Daisy Chain with Reva Rasmussen

25 Jan 2023 3:20 AM | Heather DeRome

I want to share my experience in my daisy chain with Reva Rasmussen. Following Gwyneth’s sage advice to chose a topic that would not likely bring up bucket loads of crap, I chose my allergies, which recently had gone way over the top. I was so allergic to dust I could not tap on my head without starting to sneeze (remember dust mites live on dead skin!). I could not come into my house without violent sneezing fits. It would sometimes keep me awake till 2 AM, until I’d cave and go have a bath and change all my bedding. 

In our first session, I remembered “the first sneeze I ever sneezed” and I remembered realizing at that time that I was becoming allergic to my husband’s books. (I am no longer married). We tapped on what was happening in the marriage at that time (crazy stuff), we tapped on the fact that most of those books were shoplifted (shame), etc etc. 

Reva just kept the tapping at real honest to goodness levels one and two. She gave me back my words, occasionally paraphrasing and allowed me to fine tune her take on what I had said; I felt completely at ease with her, and completely not judged or diagnosed, or any of that. It felt like we were a team supporting each other, and she was just a kind presence, keeping me on the EFT track. 

After that session, I noticed that I did not sneeze much for the next several hours. Of course I was skeptical…. I had bought an air purifier and spent lots of time dusting. Maybe it was that. But there was a definite difference. Our next session was in a month and during that time I got a little lax with the daily dusting routine, I never had to get up in the middle of the night to change my bedding, and I often forgot to turn on the air purifier.

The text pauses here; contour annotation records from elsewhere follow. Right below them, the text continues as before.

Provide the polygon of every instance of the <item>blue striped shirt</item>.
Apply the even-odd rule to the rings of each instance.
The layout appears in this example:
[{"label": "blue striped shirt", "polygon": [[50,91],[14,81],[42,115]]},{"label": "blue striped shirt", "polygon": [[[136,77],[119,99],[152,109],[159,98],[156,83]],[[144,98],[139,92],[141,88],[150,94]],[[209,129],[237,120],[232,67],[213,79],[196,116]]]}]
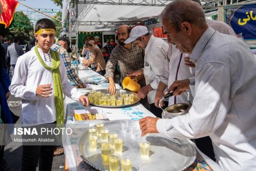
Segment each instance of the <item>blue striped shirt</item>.
[{"label": "blue striped shirt", "polygon": [[209,136],[224,170],[256,168],[256,59],[246,44],[209,28],[190,56],[195,95],[188,113],[159,119],[159,132],[180,138]]}]

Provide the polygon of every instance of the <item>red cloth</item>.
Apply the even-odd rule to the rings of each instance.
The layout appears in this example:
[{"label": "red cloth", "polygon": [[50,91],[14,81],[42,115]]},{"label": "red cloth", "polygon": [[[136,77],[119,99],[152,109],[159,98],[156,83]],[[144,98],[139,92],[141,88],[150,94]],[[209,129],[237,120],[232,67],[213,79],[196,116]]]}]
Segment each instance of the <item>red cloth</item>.
[{"label": "red cloth", "polygon": [[113,45],[113,46],[114,46],[115,47],[116,46],[116,45],[117,45],[117,44],[116,44],[116,43],[115,42],[110,42],[110,44],[111,45]]},{"label": "red cloth", "polygon": [[106,54],[103,54],[103,56],[104,57],[110,57],[110,54],[106,53]]},{"label": "red cloth", "polygon": [[16,0],[0,0],[2,4],[2,14],[0,23],[5,25],[8,28],[12,22],[18,2]]}]

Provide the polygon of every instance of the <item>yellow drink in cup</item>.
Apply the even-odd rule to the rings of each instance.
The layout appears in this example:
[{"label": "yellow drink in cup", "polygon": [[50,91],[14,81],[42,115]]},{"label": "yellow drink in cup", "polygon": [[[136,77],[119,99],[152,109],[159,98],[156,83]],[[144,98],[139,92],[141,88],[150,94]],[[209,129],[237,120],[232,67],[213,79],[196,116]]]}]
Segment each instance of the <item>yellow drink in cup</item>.
[{"label": "yellow drink in cup", "polygon": [[110,106],[110,103],[111,103],[110,100],[110,99],[108,99],[108,100],[106,101],[106,105],[107,105],[107,106]]},{"label": "yellow drink in cup", "polygon": [[116,100],[116,106],[121,106],[123,104],[123,101],[118,99]]},{"label": "yellow drink in cup", "polygon": [[116,106],[116,98],[115,97],[110,97],[110,103],[111,106]]},{"label": "yellow drink in cup", "polygon": [[103,129],[104,125],[103,124],[97,124],[95,126],[97,129],[97,136],[100,138],[101,137],[101,130]]},{"label": "yellow drink in cup", "polygon": [[101,151],[101,156],[102,157],[102,164],[103,165],[109,165],[110,162],[110,155],[111,154],[110,149]]},{"label": "yellow drink in cup", "polygon": [[106,101],[108,100],[108,97],[104,96],[103,97],[103,104],[104,106],[106,106]]},{"label": "yellow drink in cup", "polygon": [[130,159],[122,159],[121,162],[122,171],[132,171],[132,161]]},{"label": "yellow drink in cup", "polygon": [[131,101],[129,97],[123,98],[123,101],[124,102],[124,105],[129,105],[131,104]]},{"label": "yellow drink in cup", "polygon": [[95,128],[91,128],[88,131],[89,137],[91,136],[96,136],[96,129]]},{"label": "yellow drink in cup", "polygon": [[109,140],[109,130],[102,130],[101,133],[101,140],[107,141]]},{"label": "yellow drink in cup", "polygon": [[116,139],[115,140],[115,152],[121,154],[123,152],[123,141],[121,139]]},{"label": "yellow drink in cup", "polygon": [[110,150],[110,143],[109,141],[101,142],[101,151]]},{"label": "yellow drink in cup", "polygon": [[104,105],[104,99],[100,99],[99,100],[99,105]]},{"label": "yellow drink in cup", "polygon": [[90,149],[92,151],[97,150],[97,140],[98,137],[96,136],[92,136],[89,137]]},{"label": "yellow drink in cup", "polygon": [[140,143],[140,154],[143,158],[148,158],[150,156],[150,143],[143,142]]},{"label": "yellow drink in cup", "polygon": [[129,96],[129,94],[128,94],[127,93],[124,93],[123,94],[123,98],[128,97]]},{"label": "yellow drink in cup", "polygon": [[130,100],[131,101],[131,103],[132,103],[133,101],[133,100],[134,100],[134,94],[129,94],[129,97],[130,97]]},{"label": "yellow drink in cup", "polygon": [[119,168],[119,158],[113,155],[110,156],[110,171],[118,171]]},{"label": "yellow drink in cup", "polygon": [[113,148],[115,147],[115,140],[117,139],[117,134],[112,133],[110,134],[110,145]]},{"label": "yellow drink in cup", "polygon": [[94,100],[94,95],[92,93],[90,93],[88,95],[88,98],[89,99],[90,103],[93,103]]}]

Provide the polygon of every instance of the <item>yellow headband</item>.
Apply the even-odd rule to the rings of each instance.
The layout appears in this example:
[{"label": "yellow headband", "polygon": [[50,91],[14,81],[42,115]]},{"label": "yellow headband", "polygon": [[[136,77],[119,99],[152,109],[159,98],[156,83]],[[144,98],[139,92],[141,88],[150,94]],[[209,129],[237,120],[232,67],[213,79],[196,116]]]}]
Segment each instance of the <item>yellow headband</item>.
[{"label": "yellow headband", "polygon": [[41,29],[35,33],[37,35],[40,35],[42,33],[52,33],[55,35],[56,31],[54,29]]}]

At our next session I asked if we could tap on the ridiculous aspect that even touching dust brought on sneezes and mega runny nose. How could that be? dust is a lung thing, not a skin thing. But I had read in Donna Eden’s energy medicine book that some people are just on such high alert that they have this reaction to dust, and that validated it for me. We tapped on not feeling validated, and on the fact that with having other auto immune conditions that are essentially life threatening, why would this dust allergy be bringing me to my knees? It was like a dirty joke. We did lots of tapping on the dirty joke. …. lo and behold…. I was definitely less reactive to touching dust. I could vacuum without gloves and had not been able to do that for years. 

Again in that session, all we did was levels one and two. Nothing fancy, but Reva’s presence and sincerity and the simple approach really made the magic happen.

The last session with tapped on me being allergic to Oakley, my son’s dog. 

Here, at the balancing phrase “Love and accept” She asked “do you really love and accept yourself?” and, actually, no I did not. I had a BELIEF!! Logically I knew this was not true, but emotionally I felt I needed to be 100% supportive of my kids and me being allergic to my son’s dog was putting some sort of hardship on my son. I felt guilty, and kind of trapped. 

Well I think you can guess what I am about to say… first, after that session, my son and I did a super duper cleaning of all the oakley hair and dirt on the floor. I walked around bare foot and felt the beautiful clean floor under my feet. But then also, I was more insistent, and I was able to do it with no frustration or second guessing myself. When it was time for Oakley to have a bath, I said so. If my son said “later", and it was not done in 12 hours or so, I just insisted. Once it meant he had to get up 1/2 hour earlier before going to work. It kind of made for him to be tired all day. But I was OK with that. Not in a vindicated way or like “Ha well it’s your own fault” I was just Ok with it. It was not the end of the world for him, and I had been reasonable and patient, but not to the point of serious discomfort for me. Much of the time now, I can pet Oakley and be near him and it’s fine. 

So, a BIG BIG thank you to Reva!!! This has made SUCH a difference in my life!